Editors Reads Verdict
A love letter to martial arts philosophy, the nature of time, and the value of imperfection: Thief of Time is one of the most inventive late Discworld novels, introducing Lu-Tze as a genuinely original comic creation and making a surprisingly moving argument for the importance of now.
What We Loved
- Lu-Tze is one of Pratchett's most original creations — an elderly sweeper of extraordinary competence whose power lies entirely in being underestimated
- The History Monks and their relationship to time are developed with inventive rigour and generate some of the series' most conceptually ambitious comedy
- The novel's philosophical argument — that perfection is lifeless and imperfection is the condition of all meaning — is embedded entirely in character and event
- The Auditors as antagonists get their most fully developed treatment here
Minor Drawbacks
- Lobsang's identity revelation is signalled early enough that it lacks full surprise
- Susan's subplot, while well-executed, is less integrated with the History Monks storyline than the parallel structure implies
Key Takeaways
- → A perfect clock that stops time would stop everything that makes time worth having — perfection and life are incompatible
- → The present moment is the only place where anything actually happens; spending it entirely in anticipation or regret is its own form of theft
- → Wisdom is not the same as knowledge, and the wisest person in a room is not necessarily the one with the most impressive title
- → The Auditors hate life because life is unpredictable — and unpredictability is the engine of everything interesting
| Author | Terry Pratchett |
|---|---|
| Publisher | HarperCollins |
| Pages | 336 |
| Published | May 1, 2001 |
| Language | English |
| Genre | Fantasy, Humour, Satire |
Thief of Time Review
Thief of Time is the Discworld novel about time, and it is also, unexpectedly, the Discworld novel about chocolate — a combination that tells you something about how Pratchett’s imagination worked. It is part of the Death sub-series by virtue of Susan Sto Helit’s involvement, but its real centre of gravity is the History Monks: a secret order that maintains the flow of time by, among other things, stealing it from places where people aren’t paying attention and redistributing it where it’s needed.
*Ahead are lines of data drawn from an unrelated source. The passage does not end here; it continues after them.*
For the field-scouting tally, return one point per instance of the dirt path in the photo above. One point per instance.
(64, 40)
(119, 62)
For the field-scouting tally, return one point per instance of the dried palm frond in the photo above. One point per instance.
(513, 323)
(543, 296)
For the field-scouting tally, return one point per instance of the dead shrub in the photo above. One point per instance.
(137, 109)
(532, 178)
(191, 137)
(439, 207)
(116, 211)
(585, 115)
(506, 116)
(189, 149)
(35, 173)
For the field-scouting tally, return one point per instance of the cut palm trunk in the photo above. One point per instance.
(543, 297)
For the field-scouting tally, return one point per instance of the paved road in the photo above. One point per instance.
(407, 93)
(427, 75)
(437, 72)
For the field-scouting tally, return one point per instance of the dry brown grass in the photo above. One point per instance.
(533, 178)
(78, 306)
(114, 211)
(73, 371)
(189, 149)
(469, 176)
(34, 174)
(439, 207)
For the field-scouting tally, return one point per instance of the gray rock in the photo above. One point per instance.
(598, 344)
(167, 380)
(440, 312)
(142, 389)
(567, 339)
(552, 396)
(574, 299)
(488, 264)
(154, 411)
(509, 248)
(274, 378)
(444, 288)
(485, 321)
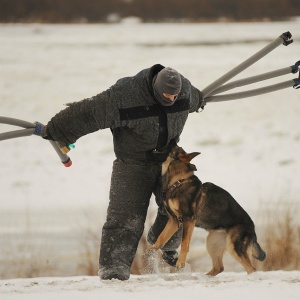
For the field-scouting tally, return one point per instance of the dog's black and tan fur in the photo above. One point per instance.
(193, 204)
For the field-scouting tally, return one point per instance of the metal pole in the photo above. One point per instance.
(252, 93)
(247, 63)
(16, 134)
(16, 122)
(250, 80)
(29, 130)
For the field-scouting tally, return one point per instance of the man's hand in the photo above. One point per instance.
(41, 130)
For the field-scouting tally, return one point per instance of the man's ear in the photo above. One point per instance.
(186, 158)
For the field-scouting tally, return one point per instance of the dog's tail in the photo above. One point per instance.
(257, 251)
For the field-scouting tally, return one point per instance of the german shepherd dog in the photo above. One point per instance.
(189, 203)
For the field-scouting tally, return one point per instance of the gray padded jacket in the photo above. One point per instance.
(138, 122)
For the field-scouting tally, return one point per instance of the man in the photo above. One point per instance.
(146, 114)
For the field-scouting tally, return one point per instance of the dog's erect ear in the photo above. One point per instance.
(186, 158)
(193, 167)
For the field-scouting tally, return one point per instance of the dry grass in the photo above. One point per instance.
(30, 256)
(281, 239)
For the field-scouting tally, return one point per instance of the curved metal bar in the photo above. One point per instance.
(252, 79)
(245, 64)
(29, 130)
(16, 134)
(16, 122)
(252, 93)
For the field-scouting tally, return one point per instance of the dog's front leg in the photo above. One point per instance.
(169, 230)
(188, 227)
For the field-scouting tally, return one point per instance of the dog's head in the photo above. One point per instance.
(181, 191)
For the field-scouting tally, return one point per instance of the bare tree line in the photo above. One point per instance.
(66, 11)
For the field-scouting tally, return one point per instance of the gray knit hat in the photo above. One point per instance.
(167, 81)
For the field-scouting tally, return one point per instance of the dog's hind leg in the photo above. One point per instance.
(188, 227)
(238, 247)
(216, 245)
(166, 234)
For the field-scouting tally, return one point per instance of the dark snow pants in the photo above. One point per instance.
(131, 188)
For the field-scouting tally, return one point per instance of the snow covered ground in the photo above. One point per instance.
(234, 286)
(249, 147)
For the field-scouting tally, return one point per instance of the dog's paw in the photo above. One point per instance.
(150, 251)
(180, 265)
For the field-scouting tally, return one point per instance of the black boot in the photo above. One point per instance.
(170, 257)
(169, 253)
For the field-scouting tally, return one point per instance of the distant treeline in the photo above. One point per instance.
(61, 11)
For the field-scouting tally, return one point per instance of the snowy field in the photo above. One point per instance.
(250, 147)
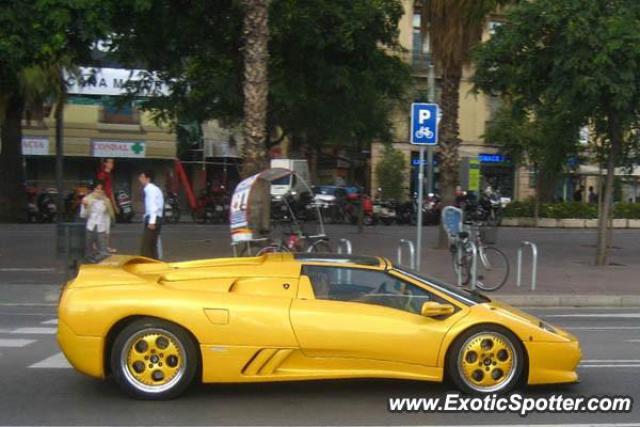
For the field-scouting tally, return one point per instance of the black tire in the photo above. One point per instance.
(136, 341)
(461, 365)
(493, 269)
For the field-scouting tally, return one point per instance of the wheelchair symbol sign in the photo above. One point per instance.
(424, 124)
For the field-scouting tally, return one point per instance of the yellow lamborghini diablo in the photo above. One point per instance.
(155, 326)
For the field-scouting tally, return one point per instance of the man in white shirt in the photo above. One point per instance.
(98, 210)
(153, 208)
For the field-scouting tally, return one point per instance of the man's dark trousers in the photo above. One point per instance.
(150, 239)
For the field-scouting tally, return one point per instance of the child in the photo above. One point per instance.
(98, 210)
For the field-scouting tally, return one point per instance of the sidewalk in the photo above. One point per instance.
(566, 275)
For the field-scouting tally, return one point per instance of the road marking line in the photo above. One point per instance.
(610, 366)
(27, 304)
(13, 343)
(57, 361)
(599, 328)
(599, 315)
(41, 331)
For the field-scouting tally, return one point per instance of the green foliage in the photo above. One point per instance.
(626, 210)
(390, 172)
(332, 76)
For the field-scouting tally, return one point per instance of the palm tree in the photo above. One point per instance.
(256, 84)
(454, 28)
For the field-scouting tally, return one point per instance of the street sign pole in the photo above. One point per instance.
(420, 197)
(424, 132)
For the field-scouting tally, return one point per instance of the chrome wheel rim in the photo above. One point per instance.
(487, 362)
(153, 360)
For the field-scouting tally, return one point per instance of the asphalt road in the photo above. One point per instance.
(565, 266)
(37, 387)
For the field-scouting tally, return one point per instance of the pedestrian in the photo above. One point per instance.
(153, 207)
(105, 174)
(593, 197)
(577, 195)
(98, 211)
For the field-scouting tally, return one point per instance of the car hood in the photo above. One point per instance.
(508, 311)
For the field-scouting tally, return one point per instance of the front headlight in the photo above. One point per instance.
(547, 327)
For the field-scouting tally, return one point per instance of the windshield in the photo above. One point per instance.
(460, 294)
(330, 191)
(282, 181)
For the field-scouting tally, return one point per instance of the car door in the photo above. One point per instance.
(366, 314)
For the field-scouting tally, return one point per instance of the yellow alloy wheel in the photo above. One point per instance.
(153, 360)
(487, 361)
The premise is characteristically ambitious. The Auditors of Reality — the novel’s recurring antagonists, impersonal forces that resent the messiness of conscious life — commission the brilliant but naive clockmaker Jeremy Clockson to build a perfect clock. A perfect clock, by Pratchett’s physics, would stop time altogether. The History Monk Lu-Tze, who presents himself as a humble sweeper and is in fact something considerably more formidable, is dispatched to prevent this with his new apprentice Lobsang Ludd.
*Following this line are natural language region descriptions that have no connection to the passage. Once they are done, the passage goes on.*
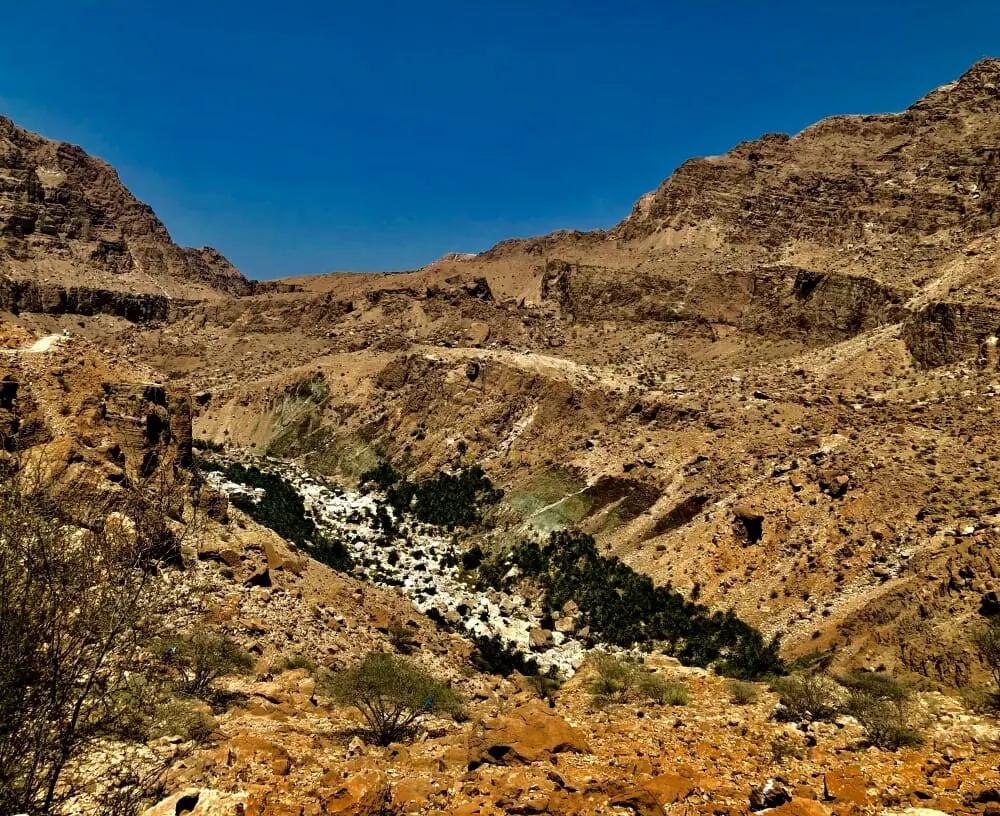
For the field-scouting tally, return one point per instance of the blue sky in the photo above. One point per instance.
(302, 137)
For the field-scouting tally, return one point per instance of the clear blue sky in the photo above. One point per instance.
(314, 136)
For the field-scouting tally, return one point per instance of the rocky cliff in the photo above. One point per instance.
(66, 218)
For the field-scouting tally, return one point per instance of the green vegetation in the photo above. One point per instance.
(445, 500)
(199, 660)
(281, 508)
(743, 693)
(393, 694)
(620, 679)
(882, 705)
(624, 608)
(806, 697)
(494, 655)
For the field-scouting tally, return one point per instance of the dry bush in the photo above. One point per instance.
(78, 598)
(660, 690)
(393, 694)
(805, 697)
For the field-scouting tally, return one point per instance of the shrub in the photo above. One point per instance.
(623, 607)
(743, 693)
(201, 659)
(444, 500)
(807, 697)
(874, 684)
(78, 597)
(784, 747)
(881, 705)
(660, 690)
(886, 722)
(494, 655)
(615, 677)
(393, 694)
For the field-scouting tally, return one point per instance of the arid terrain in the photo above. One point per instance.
(774, 388)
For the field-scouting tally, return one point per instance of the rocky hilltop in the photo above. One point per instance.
(67, 220)
(772, 389)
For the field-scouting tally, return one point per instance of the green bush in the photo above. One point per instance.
(614, 677)
(660, 690)
(445, 500)
(886, 722)
(743, 693)
(882, 706)
(494, 655)
(624, 608)
(201, 659)
(393, 694)
(874, 684)
(805, 697)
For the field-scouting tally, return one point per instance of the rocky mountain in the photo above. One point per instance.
(67, 221)
(772, 388)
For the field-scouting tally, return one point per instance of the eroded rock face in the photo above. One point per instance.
(944, 332)
(68, 214)
(822, 307)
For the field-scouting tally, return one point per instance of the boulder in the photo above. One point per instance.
(530, 733)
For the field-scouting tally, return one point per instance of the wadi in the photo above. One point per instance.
(697, 514)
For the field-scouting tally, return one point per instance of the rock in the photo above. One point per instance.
(770, 795)
(528, 734)
(846, 784)
(540, 639)
(669, 788)
(199, 802)
(797, 806)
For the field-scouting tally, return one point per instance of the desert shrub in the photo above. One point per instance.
(78, 597)
(805, 697)
(624, 608)
(887, 723)
(785, 747)
(201, 659)
(986, 639)
(180, 717)
(874, 684)
(660, 690)
(393, 694)
(614, 677)
(882, 706)
(282, 509)
(494, 655)
(743, 693)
Lu-Tze is one of Pratchett’s great late-period creations. His power depends entirely on everyone underestimating a small, elderly man who smells of soap and sweeps corridors. The comedy of watching experts repeatedly fail to register that he is the most dangerous person in any room he enters never becomes stale because Pratchett keeps finding new ways to construct the gag.
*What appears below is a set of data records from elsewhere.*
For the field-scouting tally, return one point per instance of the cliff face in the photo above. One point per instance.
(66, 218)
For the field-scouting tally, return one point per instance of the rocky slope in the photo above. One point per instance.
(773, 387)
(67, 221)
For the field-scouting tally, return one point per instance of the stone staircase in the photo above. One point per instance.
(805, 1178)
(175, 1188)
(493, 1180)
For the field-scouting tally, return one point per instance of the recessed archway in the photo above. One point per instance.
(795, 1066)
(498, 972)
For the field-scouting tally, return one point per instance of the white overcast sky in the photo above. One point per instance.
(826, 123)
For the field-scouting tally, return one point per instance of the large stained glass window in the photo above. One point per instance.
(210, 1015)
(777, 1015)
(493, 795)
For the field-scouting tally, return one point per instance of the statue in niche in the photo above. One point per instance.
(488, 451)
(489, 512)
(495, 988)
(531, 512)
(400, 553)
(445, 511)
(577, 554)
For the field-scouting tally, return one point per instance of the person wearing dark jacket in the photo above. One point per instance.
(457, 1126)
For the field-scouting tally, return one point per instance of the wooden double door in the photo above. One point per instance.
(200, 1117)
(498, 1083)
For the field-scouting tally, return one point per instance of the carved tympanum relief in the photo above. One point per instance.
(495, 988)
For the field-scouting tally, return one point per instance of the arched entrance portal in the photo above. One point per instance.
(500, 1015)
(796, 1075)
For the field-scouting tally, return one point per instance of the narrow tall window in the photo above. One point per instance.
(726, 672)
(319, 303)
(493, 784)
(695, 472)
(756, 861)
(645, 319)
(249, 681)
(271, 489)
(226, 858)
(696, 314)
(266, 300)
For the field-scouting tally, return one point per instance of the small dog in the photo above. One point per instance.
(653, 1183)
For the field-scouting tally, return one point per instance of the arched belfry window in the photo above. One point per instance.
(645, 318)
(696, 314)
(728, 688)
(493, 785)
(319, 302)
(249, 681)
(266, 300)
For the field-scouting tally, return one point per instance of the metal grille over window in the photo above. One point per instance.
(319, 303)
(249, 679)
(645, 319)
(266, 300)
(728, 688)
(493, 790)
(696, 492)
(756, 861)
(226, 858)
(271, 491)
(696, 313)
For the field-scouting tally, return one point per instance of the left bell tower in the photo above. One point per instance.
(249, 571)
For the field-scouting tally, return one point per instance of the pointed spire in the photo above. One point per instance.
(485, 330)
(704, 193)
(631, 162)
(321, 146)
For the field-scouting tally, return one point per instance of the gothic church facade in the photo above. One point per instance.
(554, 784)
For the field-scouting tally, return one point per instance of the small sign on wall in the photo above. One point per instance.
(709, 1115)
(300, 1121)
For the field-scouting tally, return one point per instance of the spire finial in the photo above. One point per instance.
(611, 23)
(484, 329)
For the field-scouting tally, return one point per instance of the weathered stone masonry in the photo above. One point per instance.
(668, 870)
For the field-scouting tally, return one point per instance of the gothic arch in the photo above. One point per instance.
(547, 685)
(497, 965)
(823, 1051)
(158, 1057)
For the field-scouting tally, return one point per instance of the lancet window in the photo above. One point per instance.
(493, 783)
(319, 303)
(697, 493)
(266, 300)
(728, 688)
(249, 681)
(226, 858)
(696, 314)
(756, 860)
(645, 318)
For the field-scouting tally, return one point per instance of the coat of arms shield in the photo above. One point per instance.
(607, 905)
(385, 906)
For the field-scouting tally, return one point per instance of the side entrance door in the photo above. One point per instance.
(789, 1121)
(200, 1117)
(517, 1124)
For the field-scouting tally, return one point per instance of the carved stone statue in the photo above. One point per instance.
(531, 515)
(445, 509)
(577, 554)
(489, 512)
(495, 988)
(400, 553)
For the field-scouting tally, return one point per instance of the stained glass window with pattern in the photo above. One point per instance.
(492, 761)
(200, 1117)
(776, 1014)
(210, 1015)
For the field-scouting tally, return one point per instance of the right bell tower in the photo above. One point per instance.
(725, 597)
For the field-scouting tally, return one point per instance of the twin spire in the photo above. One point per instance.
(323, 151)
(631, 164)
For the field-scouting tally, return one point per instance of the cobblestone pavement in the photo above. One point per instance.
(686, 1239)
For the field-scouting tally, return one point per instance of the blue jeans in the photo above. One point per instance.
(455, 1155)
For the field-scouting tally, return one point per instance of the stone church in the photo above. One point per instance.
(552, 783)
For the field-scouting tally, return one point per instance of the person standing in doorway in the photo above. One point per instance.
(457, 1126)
The novel’s philosophical argument — that a perfect world, a world without the friction of imperfection and surprise, would be a dead one — is made through the Auditors themselves: entities so committed to order that they cannot experience the present moment without being overwhelmed by it.
Discworld Reading Order
Thief of Time works as a standalone but rewards familiarity with the Death sub-series. Mort, Reaper Man, and Hogfather provide the best context for Susan’s character.
Frequently Asked Questions
What is "Thief of Time" about?
A clockmaker is commissioned to build a perfect clock that would stop time, bringing the Auditors of Reality one step closer to a universe without the messy unpredictability of life. The History Monks dispatch Lu-Tze, a sweeper with a formidable past, and his new apprentice Lobsang Ludd to prevent it. Death's granddaughter Susan is also involved.
What are the key takeaways from "Thief of Time"?
A perfect clock that stops time would stop everything that makes time worth having — perfection and life are incompatible The present moment is the only place where anything actually happens; spending it entirely in anticipation or regret is its own form of theft Wisdom is not the same as knowledge, and the wisest person in a room is not necessarily the one with the most impressive title The Auditors hate life because life is unpredictable — and unpredictability is the engine of everything interesting
Is "Thief of Time" worth reading?
A love letter to martial arts philosophy, the nature of time, and the value of imperfection: Thief of Time is one of the most inventive late Discworld novels, introducing Lu-Tze as a genuinely original comic creation and making a surprisingly moving argument for the importance of now.